= Malcontent =

Character archetype common in early modern drama

The malcontent is a character type that often appeared in early modern drama. The character, usually an unhappy outsider, but always dissatisfied, observes and comments on the action, and is sometimes metafictionally aware that they are in a play.
==Role==
The character is discontented with the social structure and other characters in the play, and is often an outsider who observes and comments on the action, and may even acknowledge they are in a play. Shakespeare's Richard III, Iago in Othello, and Jaques in As You Like It are typical malcontents.

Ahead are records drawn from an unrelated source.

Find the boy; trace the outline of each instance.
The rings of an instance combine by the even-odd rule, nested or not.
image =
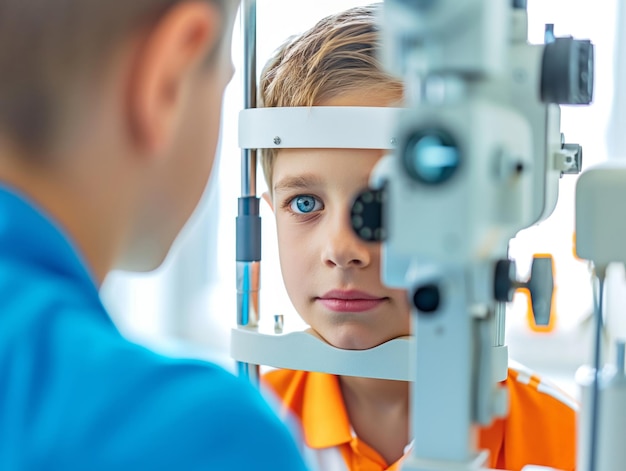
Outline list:
[[[402,84],[376,60],[379,8],[329,16],[279,48],[261,76],[263,106],[397,106]],[[405,293],[380,282],[379,245],[361,241],[349,225],[352,200],[382,155],[369,149],[262,155],[287,293],[311,328],[338,348],[372,348],[410,333]],[[410,447],[408,383],[288,370],[264,380],[300,418],[322,468],[400,468]],[[480,431],[489,466],[574,469],[575,405],[526,371],[509,369],[506,387],[508,416]]]
[[[0,0],[0,469],[304,469],[250,385],[128,342],[98,297],[200,198],[237,6]]]

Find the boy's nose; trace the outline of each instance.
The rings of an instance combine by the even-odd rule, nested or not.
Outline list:
[[[346,215],[328,232],[322,251],[322,262],[330,267],[364,268],[371,262],[368,244],[359,239]]]

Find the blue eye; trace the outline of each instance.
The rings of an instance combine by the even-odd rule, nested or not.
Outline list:
[[[291,200],[290,208],[298,214],[309,214],[322,209],[322,202],[315,196],[301,195]]]

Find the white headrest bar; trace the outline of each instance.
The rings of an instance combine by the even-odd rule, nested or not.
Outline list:
[[[239,113],[242,149],[392,149],[402,108],[312,106]]]

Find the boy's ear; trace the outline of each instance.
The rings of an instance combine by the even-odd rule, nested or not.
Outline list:
[[[141,152],[152,155],[167,147],[185,84],[216,46],[221,19],[210,2],[181,2],[143,38],[133,58],[126,108]]]
[[[261,197],[265,200],[265,202],[270,206],[272,212],[274,212],[274,204],[272,203],[272,197],[269,192],[264,191]]]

The role is usually both political and dramatic, with the malcontent voicing dissatisfaction with the usually Machiavellian political atmosphere and often using asides to build up a kind of self-consciousness and awareness of the text itself that other characters in the play lack.
==Examples==
Important malcontents include Bosola in Webster's The Duchess of Malfi, Vindice in Middleton's The Revenger's Tragedy, Malevole in Marston's The Malcontent, and Hamlet in Shakespeare's Hamlet.
==Morality and sympathy==
The morality and sympathy of the malcontent is highly variable, as in the examples above. Sometimes, as in Hamlet and The Malcontent, they are the sympathetic centre of the play, whereas Iago is a very unsympathetic character. The most important thing about the malcontent is that the character is malcontent—unhappy, unsettled, displeased with the world of the play, eager to change it somehow, or to dispute with it.
==Objectivity==
The malcontent is an objective or quasi-objective voice that comments on the play's concerns as though somehow above or beyond them. The concept has much to do with the Renaissance idea of humorism and a surfeit of "black bile" which caused melancholy.

There is an ontological argument regarding Iago: if a malcontent is dissatisfied due to a displacement from their place in the social order, then Iago does not fit. His scheming and disaffection is not clearly motivated by resentment stemming from an injustice done to him.